Add to this the game’s peddling of gambling and NFTs, and the blasé presence of sportswashing (as excellently unpacked by James Saunders in his column Saunderisms), and you’ve got a wholly unappealing environment in which to enjoy your pastime.
For a decent human to be in position of prominence is a balm to the rash that is so much of football. Postecoglou’s handling of Richarlison’s mental health issues was immaculate and – surprise, surprise – actually aided the player’s on pitch performance.
And, if you’re not warmed to the core by this video of Big Ange answering a young fan’s question at a recent forum, then I recommend falling off a boat in deep water.
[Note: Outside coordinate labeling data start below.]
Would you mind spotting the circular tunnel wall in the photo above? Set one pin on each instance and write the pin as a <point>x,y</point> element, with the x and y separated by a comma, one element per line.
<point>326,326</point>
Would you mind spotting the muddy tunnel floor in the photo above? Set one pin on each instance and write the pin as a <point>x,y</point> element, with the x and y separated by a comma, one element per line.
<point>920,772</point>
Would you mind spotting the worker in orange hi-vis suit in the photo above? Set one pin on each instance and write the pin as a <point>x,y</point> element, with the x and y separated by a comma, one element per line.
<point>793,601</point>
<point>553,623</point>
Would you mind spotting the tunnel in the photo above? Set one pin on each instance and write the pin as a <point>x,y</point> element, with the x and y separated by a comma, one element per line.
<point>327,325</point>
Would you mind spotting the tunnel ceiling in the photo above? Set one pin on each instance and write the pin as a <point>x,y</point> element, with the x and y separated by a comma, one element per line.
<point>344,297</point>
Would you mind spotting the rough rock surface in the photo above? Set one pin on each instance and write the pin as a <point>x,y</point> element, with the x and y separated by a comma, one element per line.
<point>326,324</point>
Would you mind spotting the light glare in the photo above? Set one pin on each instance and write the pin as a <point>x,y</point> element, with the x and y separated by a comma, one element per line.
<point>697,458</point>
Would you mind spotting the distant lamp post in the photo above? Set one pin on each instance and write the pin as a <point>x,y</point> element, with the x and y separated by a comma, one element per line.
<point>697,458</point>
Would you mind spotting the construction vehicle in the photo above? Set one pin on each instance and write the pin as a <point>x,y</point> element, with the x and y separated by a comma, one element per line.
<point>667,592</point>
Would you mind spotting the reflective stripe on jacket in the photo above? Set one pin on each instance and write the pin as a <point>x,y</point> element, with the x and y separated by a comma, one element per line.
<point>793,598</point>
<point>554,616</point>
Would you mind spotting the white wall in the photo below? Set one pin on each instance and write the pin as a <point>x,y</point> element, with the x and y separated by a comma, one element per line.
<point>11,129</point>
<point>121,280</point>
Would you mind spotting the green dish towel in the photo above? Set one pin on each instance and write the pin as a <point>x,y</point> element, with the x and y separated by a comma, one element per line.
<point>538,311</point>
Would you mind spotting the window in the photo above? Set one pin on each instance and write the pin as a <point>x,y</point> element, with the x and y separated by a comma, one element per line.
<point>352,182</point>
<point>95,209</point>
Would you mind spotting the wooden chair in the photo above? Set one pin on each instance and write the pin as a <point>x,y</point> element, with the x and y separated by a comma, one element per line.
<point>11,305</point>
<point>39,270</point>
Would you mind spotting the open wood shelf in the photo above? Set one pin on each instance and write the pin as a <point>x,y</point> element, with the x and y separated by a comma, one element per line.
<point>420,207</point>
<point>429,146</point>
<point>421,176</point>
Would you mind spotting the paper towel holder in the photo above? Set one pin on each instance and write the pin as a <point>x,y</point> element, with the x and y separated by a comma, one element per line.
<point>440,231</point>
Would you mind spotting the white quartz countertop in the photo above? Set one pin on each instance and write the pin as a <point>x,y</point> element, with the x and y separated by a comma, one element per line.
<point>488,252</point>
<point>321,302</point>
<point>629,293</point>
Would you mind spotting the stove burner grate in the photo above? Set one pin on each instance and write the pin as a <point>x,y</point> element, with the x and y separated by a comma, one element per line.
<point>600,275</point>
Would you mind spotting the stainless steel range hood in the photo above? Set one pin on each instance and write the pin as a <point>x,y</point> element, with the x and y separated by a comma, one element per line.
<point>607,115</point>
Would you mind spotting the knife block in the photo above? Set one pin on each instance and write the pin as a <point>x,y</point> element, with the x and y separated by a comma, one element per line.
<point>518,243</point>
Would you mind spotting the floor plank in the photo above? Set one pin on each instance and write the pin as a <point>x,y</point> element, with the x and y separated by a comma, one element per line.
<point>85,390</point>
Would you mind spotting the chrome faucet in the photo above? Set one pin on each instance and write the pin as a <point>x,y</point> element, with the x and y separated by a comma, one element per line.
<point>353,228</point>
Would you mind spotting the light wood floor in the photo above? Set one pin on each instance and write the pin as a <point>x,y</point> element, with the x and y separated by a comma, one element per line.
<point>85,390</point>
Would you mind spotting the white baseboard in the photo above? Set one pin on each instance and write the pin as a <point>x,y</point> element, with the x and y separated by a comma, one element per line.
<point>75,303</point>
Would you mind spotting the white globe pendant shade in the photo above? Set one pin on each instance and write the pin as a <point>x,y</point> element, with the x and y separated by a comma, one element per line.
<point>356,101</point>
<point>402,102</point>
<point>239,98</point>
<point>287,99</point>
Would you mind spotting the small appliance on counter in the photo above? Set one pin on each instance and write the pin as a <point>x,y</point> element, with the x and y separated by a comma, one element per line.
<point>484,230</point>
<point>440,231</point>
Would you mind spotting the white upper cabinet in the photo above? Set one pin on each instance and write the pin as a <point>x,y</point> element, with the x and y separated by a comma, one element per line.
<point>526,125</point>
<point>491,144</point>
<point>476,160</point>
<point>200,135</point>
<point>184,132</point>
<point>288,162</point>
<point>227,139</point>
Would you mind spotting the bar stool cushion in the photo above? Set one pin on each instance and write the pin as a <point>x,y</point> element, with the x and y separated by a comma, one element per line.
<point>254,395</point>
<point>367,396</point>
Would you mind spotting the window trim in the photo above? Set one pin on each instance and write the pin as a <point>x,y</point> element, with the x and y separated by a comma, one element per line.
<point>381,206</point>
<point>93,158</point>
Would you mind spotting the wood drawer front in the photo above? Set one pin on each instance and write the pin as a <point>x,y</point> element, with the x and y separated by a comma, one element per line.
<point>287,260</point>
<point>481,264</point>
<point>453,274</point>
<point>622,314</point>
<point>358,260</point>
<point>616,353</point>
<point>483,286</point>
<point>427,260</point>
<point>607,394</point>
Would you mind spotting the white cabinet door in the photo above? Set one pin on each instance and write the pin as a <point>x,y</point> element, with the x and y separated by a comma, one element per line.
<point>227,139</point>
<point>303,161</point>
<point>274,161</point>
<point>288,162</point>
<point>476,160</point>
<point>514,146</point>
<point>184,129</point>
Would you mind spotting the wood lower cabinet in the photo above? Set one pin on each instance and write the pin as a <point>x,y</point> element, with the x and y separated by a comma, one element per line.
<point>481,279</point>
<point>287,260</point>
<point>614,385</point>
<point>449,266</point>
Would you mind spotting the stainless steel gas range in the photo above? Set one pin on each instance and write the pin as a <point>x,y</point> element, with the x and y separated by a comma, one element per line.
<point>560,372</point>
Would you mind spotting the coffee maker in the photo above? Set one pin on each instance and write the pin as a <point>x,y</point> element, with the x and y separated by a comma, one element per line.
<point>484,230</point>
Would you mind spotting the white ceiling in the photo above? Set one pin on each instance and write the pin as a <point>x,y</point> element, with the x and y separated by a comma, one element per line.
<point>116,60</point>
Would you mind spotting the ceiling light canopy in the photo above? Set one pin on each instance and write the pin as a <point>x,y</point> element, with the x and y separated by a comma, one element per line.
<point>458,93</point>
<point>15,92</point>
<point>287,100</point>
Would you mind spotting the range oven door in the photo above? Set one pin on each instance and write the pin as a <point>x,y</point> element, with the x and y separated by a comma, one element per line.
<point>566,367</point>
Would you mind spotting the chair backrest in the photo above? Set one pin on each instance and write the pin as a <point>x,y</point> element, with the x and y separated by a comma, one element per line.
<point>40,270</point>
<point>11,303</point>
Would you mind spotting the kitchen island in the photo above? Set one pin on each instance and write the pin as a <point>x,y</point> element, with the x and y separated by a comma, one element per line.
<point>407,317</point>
Just look at the hugs, man!
Big Ange being at Spurs is great for them, but it’s also a good for us all. We all need many more like him.
My second reason is inextricably linked to being an unbearable football idealist, and a sporting romantic. Yes, I listen to Stadio, and I read Mundial, and a half-finished copy of Futebol lies on my bedside table.
It’s the prism through which I consume my sport; I see it as an expression of physical prowess and mental dexterity; it is clashing ideology, and a battle with chance; it is contemporary history, it is human nature.
I romanticise football, moulding the chaos into some grand narrative. This image is shattered when my team’s eternal rivals are intermittently managed by Ryan Mason.
Spurs being terrible is like sticking your younger cousin in goal at the family barbecue. There is no glory in that triumph. But, with Postecoglou at the helm, there is something to strive against. He is Sisyphus’s boulder, and we Arsenal fans will smile as we roll him up the hill.
Therein lies the true majesty of sports; these lot are good, so we ’ave to be better. Then, win or lose, there’ll be a handshake and a tap on the bottom.
Many Gooners will scoff at this way of thinking, others will doubt my loyalty to the cause. Perhaps it’s the distance I have as a foreign fan, and the positive relationship with tribalism that it facilitates, but I believe it is more compelling to battle competence than incompetence.
And, if that means a good person is able to exert their influence on a game straying from any semblance of virtue, then all the better. So, good luck to you Ange, I wish you the best. Except for two hours on Sunday afternoon. I hope you get absolutely battered.